The marketing of B-to-B has exhibited a bit of a metamorphosis in recent years. Suddenly, brands are realizing that their advertising and marketing efforts need to look more like its consumer cousins. This is the right marketing tactic, because it reflects the realization that the customer’s own personality needs to be stimulated if you want to create a brand preference beyond price and availability.

After this revelation, however, the brand strategy crumbles. Each matrix is different depending on the product manufactured or marketed, but the fundamental miscalculations are similar in each category.

Brands confuse the business of their business with the business of their brand and describe their brand in terms of product rather than brand equity that adds value to that product.

This is quickly apparent when you consider manufacturing.

For most of the category the brand IS the product, and the brand imaging is all about the company itself rather than the customer it wishes to influence. The brand is misrepresented by corporate identity.

The market sees itself as a commodity and, therefore, confuses brand promise with product efficacy.

In some ways, this is correct because most business-to-business brands have close competitors that manufacture similar products at the same price point.

As a result however, never has a true brand been more important than in generic categories. It may be the only means by which customers can choose beyond generic benefits and marketing messages.

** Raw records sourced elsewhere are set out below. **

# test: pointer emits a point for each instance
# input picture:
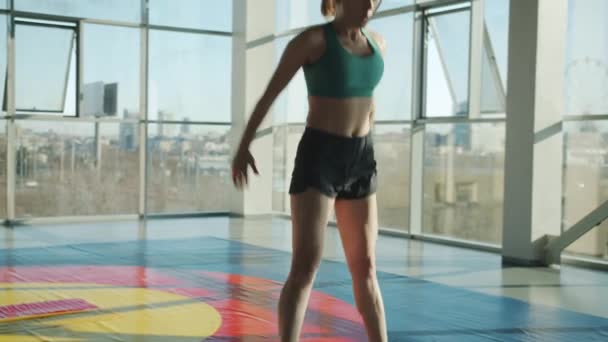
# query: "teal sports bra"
(339, 73)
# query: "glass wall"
(78, 87)
(447, 36)
(586, 129)
(586, 182)
(586, 69)
(196, 14)
(463, 181)
(188, 168)
(116, 10)
(75, 168)
(494, 57)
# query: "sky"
(189, 74)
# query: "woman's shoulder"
(311, 42)
(380, 41)
(311, 37)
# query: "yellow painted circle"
(136, 312)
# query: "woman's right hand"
(240, 165)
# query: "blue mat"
(416, 310)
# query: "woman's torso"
(348, 111)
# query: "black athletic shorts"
(339, 167)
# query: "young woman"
(335, 164)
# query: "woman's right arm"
(298, 52)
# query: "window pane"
(205, 14)
(292, 104)
(282, 173)
(45, 64)
(119, 10)
(188, 168)
(58, 173)
(111, 80)
(392, 152)
(389, 4)
(279, 172)
(3, 65)
(447, 53)
(586, 70)
(297, 13)
(586, 182)
(394, 93)
(3, 168)
(495, 55)
(463, 181)
(189, 77)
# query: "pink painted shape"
(44, 308)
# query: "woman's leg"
(309, 215)
(357, 223)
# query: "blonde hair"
(328, 8)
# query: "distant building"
(129, 133)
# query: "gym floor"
(218, 279)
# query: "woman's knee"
(303, 271)
(363, 268)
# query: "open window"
(46, 67)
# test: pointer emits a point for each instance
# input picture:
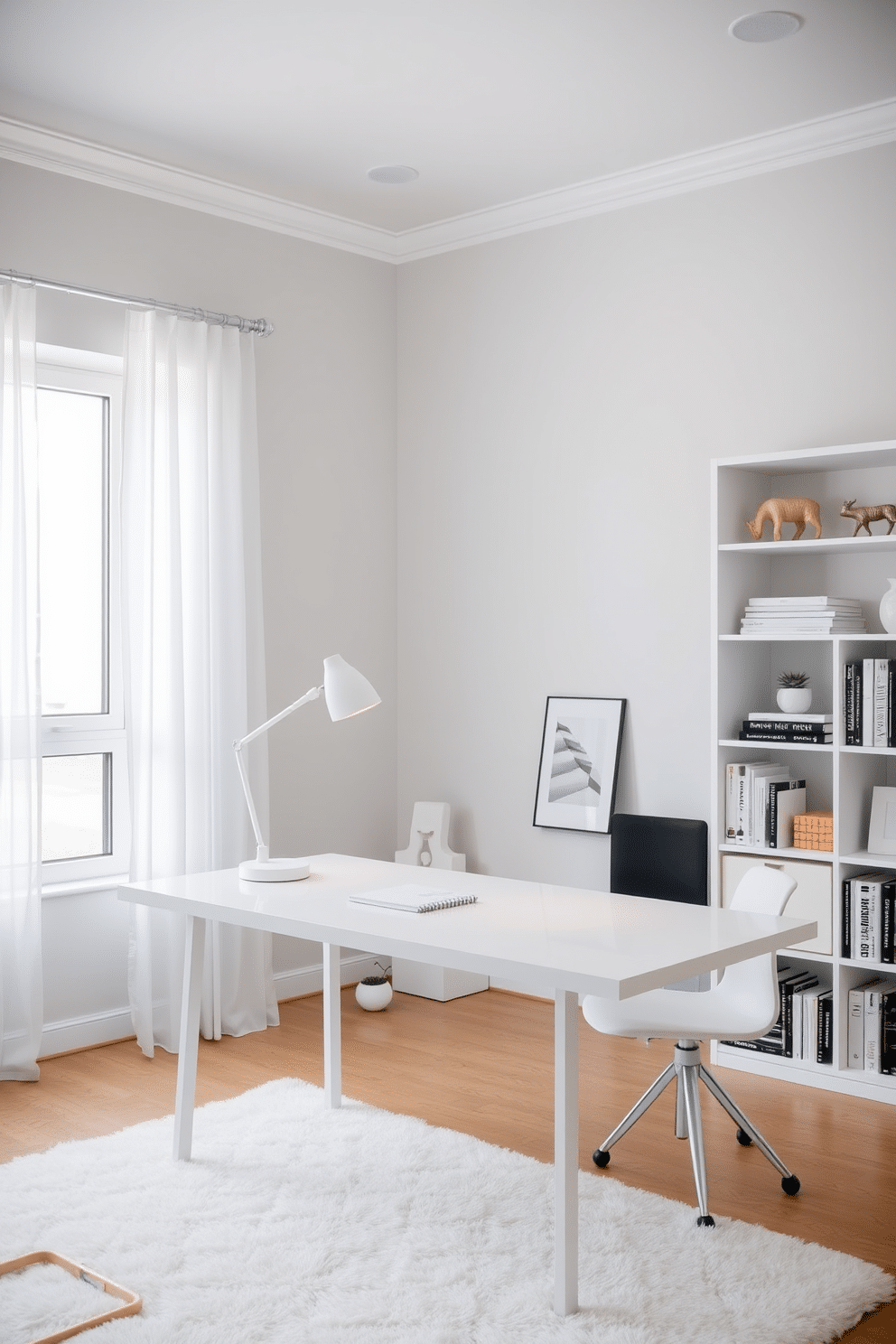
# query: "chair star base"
(688, 1070)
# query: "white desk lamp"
(347, 693)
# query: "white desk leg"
(188, 1047)
(332, 1029)
(565, 1152)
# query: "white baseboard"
(115, 1024)
(80, 1032)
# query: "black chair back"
(665, 858)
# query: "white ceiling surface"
(492, 101)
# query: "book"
(761, 804)
(888, 922)
(867, 916)
(852, 705)
(785, 801)
(856, 1029)
(739, 798)
(810, 1024)
(882, 700)
(888, 1031)
(846, 919)
(848, 602)
(825, 1051)
(418, 900)
(872, 994)
(758, 774)
(868, 703)
(791, 721)
(798, 1029)
(772, 1041)
(747, 735)
(799, 981)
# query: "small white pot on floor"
(374, 994)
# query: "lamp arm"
(262, 851)
(309, 695)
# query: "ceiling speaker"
(766, 26)
(393, 175)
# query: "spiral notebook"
(418, 900)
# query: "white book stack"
(802, 616)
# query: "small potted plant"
(374, 992)
(794, 695)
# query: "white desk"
(559, 941)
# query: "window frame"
(90, 734)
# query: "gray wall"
(327, 448)
(560, 397)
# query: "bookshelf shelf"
(778, 746)
(744, 677)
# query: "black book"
(786, 735)
(888, 1032)
(766, 1044)
(887, 922)
(774, 789)
(846, 919)
(799, 981)
(852, 705)
(825, 1029)
(817, 730)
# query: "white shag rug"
(294, 1223)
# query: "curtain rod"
(257, 325)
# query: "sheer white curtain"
(21, 966)
(193, 658)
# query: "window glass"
(73, 551)
(76, 807)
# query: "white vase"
(794, 699)
(888, 608)
(374, 997)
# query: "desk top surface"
(542, 934)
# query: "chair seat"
(667, 1013)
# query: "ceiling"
(492, 101)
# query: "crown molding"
(74, 157)
(857, 128)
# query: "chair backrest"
(763, 890)
(658, 856)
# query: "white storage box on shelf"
(429, 848)
(744, 680)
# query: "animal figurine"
(869, 514)
(798, 511)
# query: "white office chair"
(743, 1005)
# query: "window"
(85, 831)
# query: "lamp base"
(275, 870)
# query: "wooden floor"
(484, 1065)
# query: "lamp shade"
(345, 690)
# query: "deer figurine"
(798, 511)
(869, 514)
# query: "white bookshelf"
(744, 677)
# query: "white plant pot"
(794, 699)
(374, 997)
(888, 608)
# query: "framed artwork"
(882, 832)
(579, 762)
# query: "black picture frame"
(579, 763)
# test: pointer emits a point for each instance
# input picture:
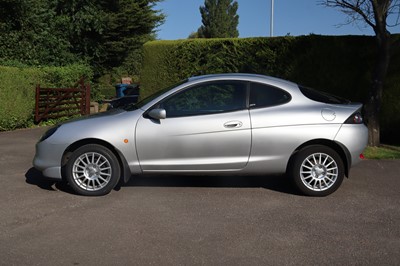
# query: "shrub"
(17, 90)
(341, 65)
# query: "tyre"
(317, 170)
(92, 170)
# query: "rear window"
(322, 97)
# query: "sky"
(291, 17)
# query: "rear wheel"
(92, 170)
(317, 170)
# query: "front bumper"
(48, 159)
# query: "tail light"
(355, 118)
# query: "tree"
(58, 32)
(219, 19)
(375, 14)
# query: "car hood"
(105, 126)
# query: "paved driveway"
(195, 220)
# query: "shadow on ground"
(35, 177)
(275, 183)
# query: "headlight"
(48, 133)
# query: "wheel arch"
(337, 147)
(125, 172)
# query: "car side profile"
(238, 124)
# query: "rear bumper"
(355, 138)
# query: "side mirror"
(158, 114)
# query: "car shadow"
(36, 178)
(279, 183)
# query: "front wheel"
(92, 170)
(317, 170)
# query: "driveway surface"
(195, 220)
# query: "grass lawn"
(382, 152)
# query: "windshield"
(323, 97)
(143, 102)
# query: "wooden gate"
(62, 102)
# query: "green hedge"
(341, 65)
(17, 90)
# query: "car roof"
(244, 76)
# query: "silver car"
(235, 124)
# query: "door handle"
(233, 124)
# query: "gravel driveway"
(195, 220)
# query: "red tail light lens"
(355, 118)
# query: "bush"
(17, 90)
(341, 65)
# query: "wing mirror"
(158, 114)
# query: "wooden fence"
(62, 102)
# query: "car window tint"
(207, 98)
(322, 97)
(263, 95)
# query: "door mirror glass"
(158, 114)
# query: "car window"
(207, 98)
(322, 97)
(263, 95)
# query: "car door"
(207, 128)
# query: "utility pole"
(272, 19)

If your price point is similar — and your product is identical — then build your brand around the precepts of the customer you wish to influence to differentiate and hold meaning to the target audience.

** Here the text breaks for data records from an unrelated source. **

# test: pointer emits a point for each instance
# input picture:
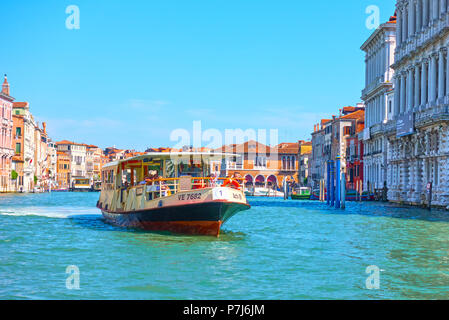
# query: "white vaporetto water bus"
(172, 192)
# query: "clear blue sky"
(138, 69)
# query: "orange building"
(262, 165)
(18, 146)
(63, 170)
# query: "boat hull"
(301, 197)
(193, 219)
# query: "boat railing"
(164, 187)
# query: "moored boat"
(351, 195)
(169, 192)
(81, 184)
(303, 194)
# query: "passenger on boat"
(232, 181)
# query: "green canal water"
(277, 250)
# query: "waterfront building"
(41, 155)
(355, 158)
(342, 128)
(330, 139)
(93, 163)
(77, 153)
(6, 127)
(304, 157)
(379, 49)
(24, 147)
(262, 165)
(52, 163)
(418, 133)
(320, 155)
(63, 170)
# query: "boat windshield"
(193, 168)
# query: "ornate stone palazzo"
(379, 49)
(421, 95)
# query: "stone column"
(418, 16)
(397, 93)
(409, 89)
(443, 7)
(424, 82)
(435, 13)
(412, 19)
(417, 87)
(447, 71)
(433, 78)
(425, 6)
(441, 69)
(403, 95)
(404, 25)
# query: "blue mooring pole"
(332, 183)
(337, 182)
(328, 191)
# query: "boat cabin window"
(194, 168)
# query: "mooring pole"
(343, 191)
(332, 178)
(337, 182)
(328, 194)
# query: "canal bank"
(277, 250)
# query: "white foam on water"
(50, 212)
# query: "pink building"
(6, 126)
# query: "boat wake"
(50, 212)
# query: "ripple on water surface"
(277, 250)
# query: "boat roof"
(178, 155)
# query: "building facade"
(6, 128)
(261, 165)
(379, 50)
(304, 156)
(77, 153)
(63, 170)
(418, 133)
(320, 153)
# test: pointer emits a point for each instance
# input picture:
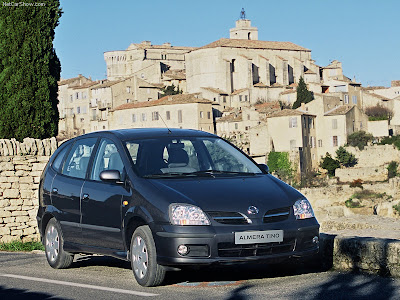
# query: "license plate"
(258, 237)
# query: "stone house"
(177, 111)
(240, 66)
(298, 129)
(148, 62)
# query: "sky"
(362, 34)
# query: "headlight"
(303, 210)
(185, 214)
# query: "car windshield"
(188, 156)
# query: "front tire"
(53, 243)
(144, 258)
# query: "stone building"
(177, 111)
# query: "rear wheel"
(53, 243)
(144, 258)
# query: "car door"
(102, 201)
(66, 189)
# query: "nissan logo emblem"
(252, 210)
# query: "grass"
(397, 208)
(18, 246)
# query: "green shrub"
(279, 163)
(392, 169)
(356, 183)
(330, 164)
(345, 158)
(359, 139)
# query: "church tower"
(243, 29)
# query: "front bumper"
(216, 245)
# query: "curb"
(364, 254)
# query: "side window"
(59, 159)
(107, 158)
(77, 160)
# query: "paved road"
(28, 276)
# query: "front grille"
(276, 215)
(233, 250)
(232, 218)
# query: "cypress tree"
(29, 70)
(303, 94)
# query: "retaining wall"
(21, 165)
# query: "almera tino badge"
(252, 210)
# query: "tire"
(144, 258)
(53, 244)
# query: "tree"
(171, 90)
(345, 158)
(29, 71)
(303, 94)
(359, 139)
(330, 164)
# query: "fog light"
(183, 250)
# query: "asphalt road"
(28, 276)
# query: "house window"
(292, 144)
(292, 122)
(154, 115)
(179, 116)
(334, 141)
(334, 123)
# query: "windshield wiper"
(168, 175)
(216, 172)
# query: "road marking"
(86, 286)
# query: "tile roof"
(232, 117)
(238, 91)
(254, 44)
(176, 74)
(340, 110)
(268, 108)
(106, 84)
(215, 90)
(289, 112)
(85, 85)
(167, 100)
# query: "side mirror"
(110, 175)
(264, 168)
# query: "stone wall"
(21, 165)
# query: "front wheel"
(144, 258)
(53, 243)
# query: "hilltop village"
(240, 88)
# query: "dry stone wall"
(21, 165)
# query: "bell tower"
(243, 29)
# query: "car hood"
(230, 194)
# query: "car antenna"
(169, 130)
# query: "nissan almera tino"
(163, 198)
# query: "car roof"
(139, 133)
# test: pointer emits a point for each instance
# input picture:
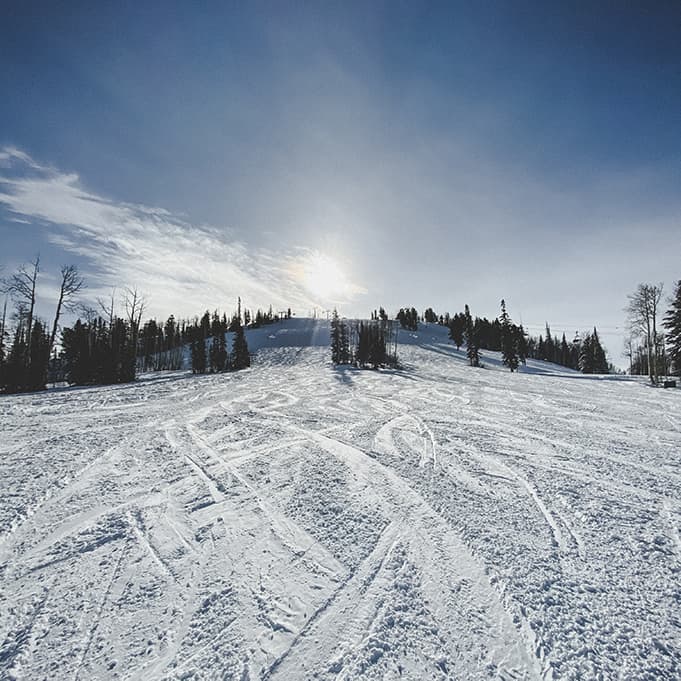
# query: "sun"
(323, 277)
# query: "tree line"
(652, 352)
(104, 346)
(364, 344)
(501, 334)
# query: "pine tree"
(376, 346)
(345, 357)
(241, 358)
(672, 322)
(509, 350)
(457, 328)
(586, 364)
(362, 351)
(598, 358)
(39, 355)
(198, 353)
(218, 355)
(471, 337)
(336, 351)
(522, 344)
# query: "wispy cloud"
(183, 267)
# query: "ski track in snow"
(296, 521)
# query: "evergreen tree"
(599, 359)
(198, 354)
(521, 343)
(345, 357)
(218, 355)
(509, 351)
(586, 364)
(363, 345)
(672, 322)
(471, 337)
(336, 350)
(457, 328)
(15, 367)
(376, 346)
(39, 354)
(241, 358)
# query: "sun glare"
(323, 277)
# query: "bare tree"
(21, 287)
(71, 284)
(135, 304)
(2, 329)
(642, 311)
(108, 307)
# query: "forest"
(110, 343)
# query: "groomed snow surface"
(296, 521)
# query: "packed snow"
(300, 521)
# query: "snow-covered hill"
(296, 521)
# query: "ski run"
(296, 521)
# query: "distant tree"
(241, 358)
(198, 354)
(642, 312)
(218, 355)
(672, 322)
(586, 364)
(336, 349)
(472, 348)
(521, 344)
(39, 353)
(21, 286)
(457, 328)
(71, 285)
(599, 359)
(377, 353)
(509, 350)
(430, 316)
(345, 354)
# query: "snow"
(296, 521)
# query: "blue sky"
(438, 153)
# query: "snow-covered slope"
(296, 521)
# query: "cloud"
(182, 267)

In this model we have simply replaced the self-descriptor axis with a value line that identifies the possible customer.

The brand opportunity will vary depending on the precepts that your target market views as true and important.

In this example, let’s say that your target is risk adverse and is more interested in service than price (not to say that price does not matter at all).

So, if you manufacture XYZ widget, you would allow the product to sell the attributes (category table stakes) and overlay the value of the brand on top of it. This will identify the preceptive needs of the target market within the category.

In this example the business of the brand is all about keeping risk and change to a minimum and backing it up with an emphasis on better service.

Suddenly, the target market that seeks the status quo finds the widget offered them by a brand that promises to deliver the widget with an added value that reflects the corporate values of the customer.

This identification of values helps them choose and will steal market share from the competition.